The bridge — so old that horses were still a main mode of transportation when it opened — now carries more than 130,000 vehicles a day over the Columbia River between Portland and Vancouver, Washington, according to regional transportation agencies. It's a key component of I-5, which runs the length of the West Coast, but its congestion frequently impairs travel and freight movement.
Seismologists say the Pacific Northwest is at risk of a severe earthquake — magnitude 9 or greater — that could destroy significant parts of the region. The bridge is at risk of collapse in a major quake, which could kill many people and sever a crucial transportation link in such an emergency. Plans to replace the bridge have been in the works for decades.
“We don’t know whether ‘the big one’ is tomorrow or 100 years away, or many hundreds of years away, but we know that we should be getting this bridge into a more resilient state,” Buttigieg told reporters.
The bridge, which opened in February 1917, was the first automobile span to cross the Columbia River, and it became part of I-5 in 1957. A second span opened the next year. They include sections that lift to allow ships through.
Washington Gov. Jay Inslee, Oregon Gov. Tina Kotek and transportation authorities joined Buttigieg on the bridge tour Tuesday. Donning hard hats and neon vests, they walked out on one of the steel catwalks, just feet away from vehicles zooming by, and climbed steep, narrow stairs up to one of the bridge’s operating rooms.
As the room vibrated loudly from the traffic below, officials involved with the bridge replacement project talked about the plans and explained the maintenance required to keep the aging bridge running. The cables that lift and lower the bridge to shipping traffic have to be greased by hand, and the grease alone costs about $40,000 a year, on top of $1.2 million in annual operating costs.
“If we do nothing, it’s still an expensive thing to have and maintain,” said Greg Johnson, the project’s program administrator.
Once back on solid ground near the Washington state entrance to the bridge, Buttigieg lit candles on a cupcake commemorating the bridge’s 107th birthday.
“It’s one thing to see the project description on a sheet of paper,” Buttigieg said. “It’s another to stand in that bridge house and feel the entire room vibrate with the energy that is going up and down that bridge with all of that traffic.”
The Interstate Bridge Replacement Program received a boost in December when it was awarded $600 million in federal funds under the bipartisan infrastructure law. The money will come from the National Infrastructure Project Assistance or “Mega” program, a U.S. Department of Transportation grant initiative that was created by the law to support projects that are too large or complex for traditional funding streams.
The Oregon and Washington Legislatures have each committed $1 billion to the project, which has also applied for additional federal funding.
Replacing the bridge is estimated to cost at least $6 billion. Further analysis and assessments are needed before construction, which is tentatively set to begin in late 2025 or early 2026.

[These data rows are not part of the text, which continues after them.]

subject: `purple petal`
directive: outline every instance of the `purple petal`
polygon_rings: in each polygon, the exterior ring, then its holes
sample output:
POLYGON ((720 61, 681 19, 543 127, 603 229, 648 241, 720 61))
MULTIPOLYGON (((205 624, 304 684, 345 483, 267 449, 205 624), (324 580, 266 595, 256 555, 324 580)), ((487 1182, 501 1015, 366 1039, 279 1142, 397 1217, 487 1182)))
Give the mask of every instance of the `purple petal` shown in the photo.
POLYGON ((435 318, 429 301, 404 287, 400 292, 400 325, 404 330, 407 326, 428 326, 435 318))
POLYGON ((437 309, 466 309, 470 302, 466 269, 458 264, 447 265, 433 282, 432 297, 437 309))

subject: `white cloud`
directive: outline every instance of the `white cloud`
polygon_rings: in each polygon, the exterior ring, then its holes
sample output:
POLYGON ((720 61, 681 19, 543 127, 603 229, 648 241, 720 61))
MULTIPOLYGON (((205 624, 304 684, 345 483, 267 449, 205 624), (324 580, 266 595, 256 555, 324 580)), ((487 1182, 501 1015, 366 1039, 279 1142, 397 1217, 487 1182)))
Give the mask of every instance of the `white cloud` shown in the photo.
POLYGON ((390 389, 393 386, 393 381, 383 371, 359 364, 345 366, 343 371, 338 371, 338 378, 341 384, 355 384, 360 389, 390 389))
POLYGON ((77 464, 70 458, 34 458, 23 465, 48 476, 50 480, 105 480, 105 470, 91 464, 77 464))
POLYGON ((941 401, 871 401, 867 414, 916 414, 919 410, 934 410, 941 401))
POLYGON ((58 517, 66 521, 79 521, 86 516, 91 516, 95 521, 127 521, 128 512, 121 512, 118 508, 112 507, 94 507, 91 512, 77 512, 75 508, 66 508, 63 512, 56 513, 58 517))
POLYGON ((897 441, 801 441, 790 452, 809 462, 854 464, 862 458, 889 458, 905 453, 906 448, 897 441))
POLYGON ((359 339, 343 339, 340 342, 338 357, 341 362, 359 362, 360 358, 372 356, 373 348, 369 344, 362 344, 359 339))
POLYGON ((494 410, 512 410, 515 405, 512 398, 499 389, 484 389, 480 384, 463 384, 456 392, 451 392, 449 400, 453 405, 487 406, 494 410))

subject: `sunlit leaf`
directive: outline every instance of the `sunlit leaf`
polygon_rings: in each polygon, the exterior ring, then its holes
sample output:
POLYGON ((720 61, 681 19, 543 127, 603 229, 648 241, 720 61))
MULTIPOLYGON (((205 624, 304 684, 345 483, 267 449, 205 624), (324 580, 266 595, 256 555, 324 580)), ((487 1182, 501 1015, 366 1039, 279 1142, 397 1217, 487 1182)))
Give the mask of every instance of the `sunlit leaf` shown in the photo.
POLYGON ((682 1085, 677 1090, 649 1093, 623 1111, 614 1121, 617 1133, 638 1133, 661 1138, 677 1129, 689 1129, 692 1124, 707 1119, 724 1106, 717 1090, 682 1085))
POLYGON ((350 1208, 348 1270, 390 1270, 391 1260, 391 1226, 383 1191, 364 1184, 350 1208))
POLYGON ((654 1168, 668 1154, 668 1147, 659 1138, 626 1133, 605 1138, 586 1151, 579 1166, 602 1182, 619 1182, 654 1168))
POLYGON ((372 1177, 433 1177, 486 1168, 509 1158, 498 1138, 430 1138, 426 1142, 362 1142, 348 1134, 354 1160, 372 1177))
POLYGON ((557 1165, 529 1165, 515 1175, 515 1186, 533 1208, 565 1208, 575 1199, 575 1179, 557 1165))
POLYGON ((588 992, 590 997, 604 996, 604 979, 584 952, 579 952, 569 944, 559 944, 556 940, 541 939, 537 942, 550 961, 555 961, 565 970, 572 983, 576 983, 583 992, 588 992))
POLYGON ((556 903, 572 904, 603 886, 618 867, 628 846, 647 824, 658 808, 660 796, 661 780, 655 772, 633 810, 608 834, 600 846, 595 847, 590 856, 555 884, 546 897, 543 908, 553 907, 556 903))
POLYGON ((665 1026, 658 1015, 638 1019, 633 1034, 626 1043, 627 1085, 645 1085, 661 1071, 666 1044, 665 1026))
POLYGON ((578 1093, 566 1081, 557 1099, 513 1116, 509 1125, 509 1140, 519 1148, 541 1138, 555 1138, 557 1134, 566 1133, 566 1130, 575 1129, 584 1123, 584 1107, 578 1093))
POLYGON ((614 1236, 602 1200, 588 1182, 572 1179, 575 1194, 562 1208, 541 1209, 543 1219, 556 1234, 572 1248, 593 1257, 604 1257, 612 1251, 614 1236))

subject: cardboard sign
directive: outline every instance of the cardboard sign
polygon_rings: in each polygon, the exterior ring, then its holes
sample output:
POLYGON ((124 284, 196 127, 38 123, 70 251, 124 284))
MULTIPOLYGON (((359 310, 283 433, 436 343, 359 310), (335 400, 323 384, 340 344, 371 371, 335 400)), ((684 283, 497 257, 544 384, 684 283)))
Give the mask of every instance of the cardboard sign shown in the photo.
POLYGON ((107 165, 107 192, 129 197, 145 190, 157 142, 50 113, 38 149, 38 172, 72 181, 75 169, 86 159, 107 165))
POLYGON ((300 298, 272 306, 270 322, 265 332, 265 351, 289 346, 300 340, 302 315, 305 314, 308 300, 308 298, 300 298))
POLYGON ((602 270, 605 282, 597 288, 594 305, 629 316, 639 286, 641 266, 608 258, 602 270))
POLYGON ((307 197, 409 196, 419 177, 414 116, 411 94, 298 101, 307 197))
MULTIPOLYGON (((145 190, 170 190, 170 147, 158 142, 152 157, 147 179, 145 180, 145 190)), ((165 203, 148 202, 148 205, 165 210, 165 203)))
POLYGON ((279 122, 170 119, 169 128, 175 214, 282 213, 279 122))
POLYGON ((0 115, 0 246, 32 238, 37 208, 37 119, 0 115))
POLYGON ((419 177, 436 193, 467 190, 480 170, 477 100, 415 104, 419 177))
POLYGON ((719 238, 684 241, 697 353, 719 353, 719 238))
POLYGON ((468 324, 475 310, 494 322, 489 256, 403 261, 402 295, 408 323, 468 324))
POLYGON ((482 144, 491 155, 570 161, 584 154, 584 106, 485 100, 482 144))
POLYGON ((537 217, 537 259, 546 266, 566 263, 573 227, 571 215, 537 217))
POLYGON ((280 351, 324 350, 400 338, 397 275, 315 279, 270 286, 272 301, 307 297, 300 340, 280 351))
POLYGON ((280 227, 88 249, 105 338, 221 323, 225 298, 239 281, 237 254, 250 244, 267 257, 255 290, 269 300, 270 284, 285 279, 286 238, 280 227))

Democratic Sen. Patty Murray of Washington, chair of the Senate Appropriations Committee, has long advocated for the bridge replacement and said she had invited Buttigieg to visit.
"While all of the reports and data make clear that we needed to replace the I-5 bridge years ago, you’ve got to walk on the bridge to really get it,” Murray said in a news release.
Bill Hess lives along Vancouver's waterfront and can see the bridge from his home. He said the hours he used to spend in traffic commuting from the Portland area to Vancouver, including on the I-5 bridge, pushed him to move to the Washington state side of the river to be closer to work.
“This is going to be a hassle because of the construction, but it's going to be well worth it,” he said. “It's going to be a huge improvement for the Northwest.”